Mettre fin à 30 ans d’hostilité à Madrid : l’intimidation des femmes et enfants comme norme dans le quartier

Mettre fin à 30 ans d'hostilité à Madrid : l'intimidation des femmes et enfants comme norme dans le quartier

Un acte de violence préoccupant à l’encontre de Carmen et de son fils

Le 31 mai dernier, Carmen et son fils Antonio ont été victimes d’une agression choquante : deux jeunes ont lancé de l’essence et des bouteilles de javel sur leur domicile. Suite à cette attaque, la Garde civile a procédé à l’arrestation de quatre jeunes du village, tous âgés entre 18 et 22 ans. L’enquête révèle que Carmen et Antonio subissent des intimidations, des insultes et des harcèlements depuis plus de 30 ans.

Dans cette petite commune de Torres de la Alameda, près d’Alcalá de Henares, des comportements hostiles vis-à-vis de Carmen et de son fils se sont perpétués de génération en génération. Un habitant évoque comment, après une soirée de fête, certains jeunes trouvaient le moyen de rendre leur vie insupportable, en les insultant, en sonnant à leur porte, ou même en faisant des graffitis sur leur domicile.

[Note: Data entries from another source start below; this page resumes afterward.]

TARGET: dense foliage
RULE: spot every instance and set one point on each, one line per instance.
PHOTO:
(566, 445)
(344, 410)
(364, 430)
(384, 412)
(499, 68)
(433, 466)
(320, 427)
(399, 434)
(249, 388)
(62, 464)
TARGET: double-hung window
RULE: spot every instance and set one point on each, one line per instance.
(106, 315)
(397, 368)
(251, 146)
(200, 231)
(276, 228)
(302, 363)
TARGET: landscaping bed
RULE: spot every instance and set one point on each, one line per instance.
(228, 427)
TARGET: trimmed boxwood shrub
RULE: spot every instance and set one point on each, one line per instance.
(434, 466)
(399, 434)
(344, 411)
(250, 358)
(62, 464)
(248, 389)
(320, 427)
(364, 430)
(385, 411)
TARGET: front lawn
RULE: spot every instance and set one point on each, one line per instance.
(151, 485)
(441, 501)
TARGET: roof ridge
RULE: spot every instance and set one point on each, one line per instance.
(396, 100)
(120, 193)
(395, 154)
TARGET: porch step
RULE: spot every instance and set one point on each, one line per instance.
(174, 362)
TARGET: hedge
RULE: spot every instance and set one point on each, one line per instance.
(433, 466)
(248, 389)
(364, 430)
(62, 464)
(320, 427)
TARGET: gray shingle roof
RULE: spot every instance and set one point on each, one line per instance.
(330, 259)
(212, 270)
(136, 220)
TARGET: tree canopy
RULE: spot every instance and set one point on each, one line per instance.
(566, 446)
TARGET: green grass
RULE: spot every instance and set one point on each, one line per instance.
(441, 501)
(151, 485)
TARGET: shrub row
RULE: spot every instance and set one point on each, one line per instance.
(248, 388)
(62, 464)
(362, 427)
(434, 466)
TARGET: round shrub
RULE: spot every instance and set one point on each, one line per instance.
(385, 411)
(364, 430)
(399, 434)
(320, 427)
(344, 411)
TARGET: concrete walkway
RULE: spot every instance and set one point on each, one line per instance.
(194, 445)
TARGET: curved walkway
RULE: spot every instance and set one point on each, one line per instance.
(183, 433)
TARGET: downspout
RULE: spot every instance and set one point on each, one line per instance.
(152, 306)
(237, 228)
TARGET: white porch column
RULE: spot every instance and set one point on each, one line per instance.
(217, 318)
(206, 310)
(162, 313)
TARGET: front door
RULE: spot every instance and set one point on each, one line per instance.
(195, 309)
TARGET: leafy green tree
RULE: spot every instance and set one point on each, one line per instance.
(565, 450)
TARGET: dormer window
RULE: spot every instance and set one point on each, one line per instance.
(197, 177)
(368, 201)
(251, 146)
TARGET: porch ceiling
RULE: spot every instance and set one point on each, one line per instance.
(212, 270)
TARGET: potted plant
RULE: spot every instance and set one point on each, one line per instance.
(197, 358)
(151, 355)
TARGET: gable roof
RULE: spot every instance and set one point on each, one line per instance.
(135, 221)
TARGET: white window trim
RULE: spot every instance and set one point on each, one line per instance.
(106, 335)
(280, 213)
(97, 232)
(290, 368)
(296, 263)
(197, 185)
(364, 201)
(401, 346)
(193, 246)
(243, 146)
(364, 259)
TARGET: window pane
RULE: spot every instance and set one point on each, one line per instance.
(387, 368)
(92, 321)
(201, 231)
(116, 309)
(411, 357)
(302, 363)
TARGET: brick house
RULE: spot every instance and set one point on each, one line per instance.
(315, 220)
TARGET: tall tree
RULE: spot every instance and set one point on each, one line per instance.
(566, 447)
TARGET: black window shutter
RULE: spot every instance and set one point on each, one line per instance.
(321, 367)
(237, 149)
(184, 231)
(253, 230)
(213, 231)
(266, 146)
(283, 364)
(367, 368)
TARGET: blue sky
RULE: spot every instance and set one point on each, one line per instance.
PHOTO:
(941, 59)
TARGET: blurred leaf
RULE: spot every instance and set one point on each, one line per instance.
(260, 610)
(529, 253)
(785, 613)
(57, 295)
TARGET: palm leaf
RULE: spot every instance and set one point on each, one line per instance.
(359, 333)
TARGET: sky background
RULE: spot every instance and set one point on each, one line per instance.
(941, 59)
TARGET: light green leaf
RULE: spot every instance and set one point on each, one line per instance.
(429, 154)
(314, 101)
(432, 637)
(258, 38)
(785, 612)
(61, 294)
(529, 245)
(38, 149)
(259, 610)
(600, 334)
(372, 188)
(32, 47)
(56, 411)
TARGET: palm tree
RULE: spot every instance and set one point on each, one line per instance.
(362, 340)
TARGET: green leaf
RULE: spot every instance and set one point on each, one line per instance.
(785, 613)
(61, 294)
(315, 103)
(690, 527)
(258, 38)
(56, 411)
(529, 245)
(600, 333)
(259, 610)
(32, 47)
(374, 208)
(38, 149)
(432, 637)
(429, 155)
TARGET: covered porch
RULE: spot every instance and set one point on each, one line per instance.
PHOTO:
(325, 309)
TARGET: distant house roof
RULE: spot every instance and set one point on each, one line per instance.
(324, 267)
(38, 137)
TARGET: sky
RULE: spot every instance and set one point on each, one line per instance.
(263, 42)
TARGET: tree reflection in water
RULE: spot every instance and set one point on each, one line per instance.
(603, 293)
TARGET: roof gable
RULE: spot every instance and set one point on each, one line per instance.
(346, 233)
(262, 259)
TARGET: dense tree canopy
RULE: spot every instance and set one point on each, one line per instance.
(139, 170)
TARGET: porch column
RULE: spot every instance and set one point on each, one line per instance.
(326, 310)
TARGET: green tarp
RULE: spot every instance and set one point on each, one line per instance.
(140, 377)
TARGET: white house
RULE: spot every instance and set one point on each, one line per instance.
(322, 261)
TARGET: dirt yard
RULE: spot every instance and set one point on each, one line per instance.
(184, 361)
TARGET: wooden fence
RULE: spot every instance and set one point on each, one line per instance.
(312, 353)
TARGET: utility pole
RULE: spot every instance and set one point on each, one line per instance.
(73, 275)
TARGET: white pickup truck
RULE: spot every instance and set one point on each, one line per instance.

L’héritage difficile d’un foyer

Dans une conversation avec ce média, Carmen et Antonio ont choisi de garder le silence, leur souhait étant de retrouver la tranquillité. Cependant, cette inquiétude les pousse à envisager de quitter leur maison, héritée de la mère de Carmen. Cette situation complique leur accès à un logement social, puisque selon le maire, José Antonio Blanco, les services sociaux privilégient d’autres personnes sans abri.

José Antonio Blanco, maire de Torres de la Alameda (Madrid).
José Antonio Blanco, maire de Torres de la Alameda (Madrid).

Le maire a précisé que des rapports hebdomadaires sont en cours pour offrir une solution dans les meilleurs délais. Actuellement, la situation de Carmen et Antonio est délicate, car aucun des deux ne travaille et ils dépendent d’aides sociales pour vivre.

Une vie sans services essentiels

La maison dans laquelle ils vivent n’est pas en bon état : elle ne dispose ni d’électricité ni d’eau courante, et elle est encombrée d’objets ramassés dans la rue. Mère et fils souffrent du syndrome de Diogène, qui se traduit par un abandon de l’hygiène personnelle et l’accumulation d’objets. Des équipes du Conseil municipal interviennent régulièrement pour évacuer ces accumulations.

La porte de la maison de Carmen et Antonio.
La porte de la maison de Carmen et Antonio.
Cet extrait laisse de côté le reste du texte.